**STATISTICS: MEASURES OF CENTRAL TENDENCY FOR GROUPED DATA**
**1. MEAN OF GROUPED DATA**
• Mean (average) = Sum of all observations ÷ Number of observations
• Formula: x̄ = Σ(fixi) / Σfi, where xi = observations/class marks, fi = frequencies
• For ungrouped data: Directly use given values of x₁, x₂, ..., xₙ with frequencies f₁, f₂, ..., fₙ
• For grouped data: Use class marks (mid-points) as xi values
**Class Mark Formula:**
• Class mark = (Upper class limit + Lower class limit) / 2
• Example: For class 10-25, class mark = (10+25)/2 = 17.5
• Assumption: All frequencies in a class are concentrated at its mid-point
**Three Methods to Calculate Mean of Grouped Data:**
**Method 1: Direct Method**
• Use when: Class marks and frequencies have small, manageable values
• Advantage: Straightforward, no intermediate steps
• Note: Gives approximate mean (due to class mark assumption), not exact
**Method 2: Assumed Mean Method (Deviation Method)**
• Use when: xi and fi values are large (reduces calculation complexity)

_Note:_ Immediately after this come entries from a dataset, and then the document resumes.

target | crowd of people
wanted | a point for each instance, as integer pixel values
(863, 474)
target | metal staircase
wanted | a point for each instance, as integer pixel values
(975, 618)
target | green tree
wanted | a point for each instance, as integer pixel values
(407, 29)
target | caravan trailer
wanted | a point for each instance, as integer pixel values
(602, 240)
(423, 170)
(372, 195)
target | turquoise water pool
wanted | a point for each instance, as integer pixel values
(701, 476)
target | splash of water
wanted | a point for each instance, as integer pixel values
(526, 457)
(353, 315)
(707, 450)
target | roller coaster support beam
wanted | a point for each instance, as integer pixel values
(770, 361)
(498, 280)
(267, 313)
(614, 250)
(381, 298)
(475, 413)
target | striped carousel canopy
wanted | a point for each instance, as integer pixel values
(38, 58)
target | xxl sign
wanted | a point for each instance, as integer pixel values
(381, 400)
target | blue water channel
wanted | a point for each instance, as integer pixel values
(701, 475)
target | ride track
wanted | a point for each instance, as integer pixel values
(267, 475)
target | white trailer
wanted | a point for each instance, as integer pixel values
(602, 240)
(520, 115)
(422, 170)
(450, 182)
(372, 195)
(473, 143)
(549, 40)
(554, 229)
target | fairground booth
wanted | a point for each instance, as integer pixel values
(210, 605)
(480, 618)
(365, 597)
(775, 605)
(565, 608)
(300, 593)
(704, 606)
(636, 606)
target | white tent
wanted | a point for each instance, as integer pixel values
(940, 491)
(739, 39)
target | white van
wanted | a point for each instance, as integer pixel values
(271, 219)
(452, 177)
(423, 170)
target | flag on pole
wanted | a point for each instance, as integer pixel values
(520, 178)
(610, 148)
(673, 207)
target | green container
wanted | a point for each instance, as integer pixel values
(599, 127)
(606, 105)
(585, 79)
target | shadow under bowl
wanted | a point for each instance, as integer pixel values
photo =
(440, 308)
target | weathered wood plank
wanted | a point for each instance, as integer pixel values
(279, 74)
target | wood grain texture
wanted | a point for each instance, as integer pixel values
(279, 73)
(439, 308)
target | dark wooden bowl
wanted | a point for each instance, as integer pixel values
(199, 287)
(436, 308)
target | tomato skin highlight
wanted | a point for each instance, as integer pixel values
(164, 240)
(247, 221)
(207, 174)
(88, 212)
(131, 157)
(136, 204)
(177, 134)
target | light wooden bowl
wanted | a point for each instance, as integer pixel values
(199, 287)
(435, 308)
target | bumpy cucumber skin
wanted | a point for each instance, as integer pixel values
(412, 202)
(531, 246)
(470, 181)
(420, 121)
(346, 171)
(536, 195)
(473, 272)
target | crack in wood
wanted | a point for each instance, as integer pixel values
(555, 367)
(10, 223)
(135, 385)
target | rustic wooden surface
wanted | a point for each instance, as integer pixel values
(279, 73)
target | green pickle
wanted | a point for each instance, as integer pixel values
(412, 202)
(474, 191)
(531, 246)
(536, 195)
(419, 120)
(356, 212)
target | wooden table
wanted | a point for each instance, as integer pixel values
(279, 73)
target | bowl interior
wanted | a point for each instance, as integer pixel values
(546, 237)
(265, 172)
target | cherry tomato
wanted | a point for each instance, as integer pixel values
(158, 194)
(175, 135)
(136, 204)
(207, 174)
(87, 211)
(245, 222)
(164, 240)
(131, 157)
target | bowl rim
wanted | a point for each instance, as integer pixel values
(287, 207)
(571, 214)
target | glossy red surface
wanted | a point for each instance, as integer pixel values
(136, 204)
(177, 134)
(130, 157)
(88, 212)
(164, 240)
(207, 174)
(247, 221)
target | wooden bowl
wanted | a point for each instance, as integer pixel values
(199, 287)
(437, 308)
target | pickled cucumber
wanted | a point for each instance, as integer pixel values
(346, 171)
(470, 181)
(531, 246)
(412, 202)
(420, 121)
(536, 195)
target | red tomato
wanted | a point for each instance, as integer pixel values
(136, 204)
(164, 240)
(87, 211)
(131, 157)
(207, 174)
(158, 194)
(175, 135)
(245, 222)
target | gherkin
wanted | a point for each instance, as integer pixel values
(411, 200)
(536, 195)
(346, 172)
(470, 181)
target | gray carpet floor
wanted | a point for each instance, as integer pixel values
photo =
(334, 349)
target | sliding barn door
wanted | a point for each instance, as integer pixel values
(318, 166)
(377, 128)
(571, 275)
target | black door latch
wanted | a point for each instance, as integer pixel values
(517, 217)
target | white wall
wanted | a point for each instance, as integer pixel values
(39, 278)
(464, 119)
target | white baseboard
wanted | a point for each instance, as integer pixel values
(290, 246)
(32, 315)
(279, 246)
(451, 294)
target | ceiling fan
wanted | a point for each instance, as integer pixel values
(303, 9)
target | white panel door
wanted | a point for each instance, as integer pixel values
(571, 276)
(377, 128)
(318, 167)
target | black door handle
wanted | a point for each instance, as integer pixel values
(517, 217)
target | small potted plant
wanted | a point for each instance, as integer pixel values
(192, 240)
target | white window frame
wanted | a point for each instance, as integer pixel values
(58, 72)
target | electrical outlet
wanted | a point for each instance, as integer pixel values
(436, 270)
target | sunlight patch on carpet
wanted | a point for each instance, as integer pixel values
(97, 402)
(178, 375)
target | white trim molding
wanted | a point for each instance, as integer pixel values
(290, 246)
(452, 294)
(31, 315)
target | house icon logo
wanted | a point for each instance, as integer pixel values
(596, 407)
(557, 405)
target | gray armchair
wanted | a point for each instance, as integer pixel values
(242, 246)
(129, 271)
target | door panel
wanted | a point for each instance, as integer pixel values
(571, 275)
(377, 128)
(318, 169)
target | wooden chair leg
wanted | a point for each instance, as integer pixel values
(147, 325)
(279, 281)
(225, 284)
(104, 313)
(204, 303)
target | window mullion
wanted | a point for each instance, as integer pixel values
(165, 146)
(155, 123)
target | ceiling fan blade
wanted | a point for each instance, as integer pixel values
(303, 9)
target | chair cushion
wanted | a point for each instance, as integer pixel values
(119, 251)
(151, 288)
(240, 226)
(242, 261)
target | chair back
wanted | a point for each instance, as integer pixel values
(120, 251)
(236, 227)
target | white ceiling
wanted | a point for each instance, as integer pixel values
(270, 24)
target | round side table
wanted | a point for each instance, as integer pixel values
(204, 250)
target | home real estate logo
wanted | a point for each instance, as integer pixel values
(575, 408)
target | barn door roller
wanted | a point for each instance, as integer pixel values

• Important: Mean is independent of choice of 'a' — any class mark can be assumed mean
• Formula derivation: d̄ = Σ(fi(xi - a)) / Σfi = Σ(fixi) / Σfi - a = x̄ - a
• Therefore: x̄ = a + Σ(fidi) / Σfi
**Method 3: Step Deviation Method**
• Use when: Deviations (di) are multiples of class size h
• Advantage: Works with very small numbers, minimal calculation errors
• Class size h: Width of each class interval (difference between consecutive limits)
• Formula: x̄ = a + h·(Σ(fiui) / Σfi)
**Key Points:**
• All three methods give same result for grouped data
• Grouped data mean is approximate because individual values are lost
• Ungrouped data mean (using actual values) is exact and more accurate
• Choose method based on magnitude of numbers in the data
**2. MEDIAN OF GROUPED DATA**
**Definition:**
• Median: The value that divides the distribution into two equal parts
• For grouped data: Class containing the (n/2)th observation, where n = total frequency
**Median Formula:**
Median = l + [(n/2 - cf) / f] × h
Where:
• l = lower limit of median class
• n = total frequency (Σfi)
• cf = cumulative frequency of class before median class
• f = frequency of median class
• h = class size (width of median class)
**Steps to Find Median:**
**Cumulative Frequency (cf):**
• cf of a class = sum of frequencies up to and including that class
• cf of first class = f₁
• cf of second class = f₁ + f₂
• cf of last class = n (total frequency)
• Cumulative frequency increases as we move down classes
**3. MODE OF GROUPED DATA**
**Definition:**
• Mode: Class (modal class) with highest frequency
• Modal class: Interval with maximum fi
**Mode Formula:**
Mode = l + [(f₁ - f₀) / (2f₁ - f₀ - f₂)] × h
Where:
• l = lower limit of modal class
• f₁ = frequency of modal class
• f₀ = frequency of class before modal class
• f₂ = frequency of class after modal class
• h = class size
**Steps to Find Mode:**
**4. CUMULATIVE FREQUENCY AND OGIVES**
**Cumulative Frequency Distribution:**
• Table showing class intervals with their cumulative frequencies
• Used to find median and draw ogive curves
• Two types: Less than ogive, Greater than or equal to ogive
**Less Than Ogive (Cumulative Frequency Curve):**
• Points plotted: (Upper class limit, Cumulative frequency)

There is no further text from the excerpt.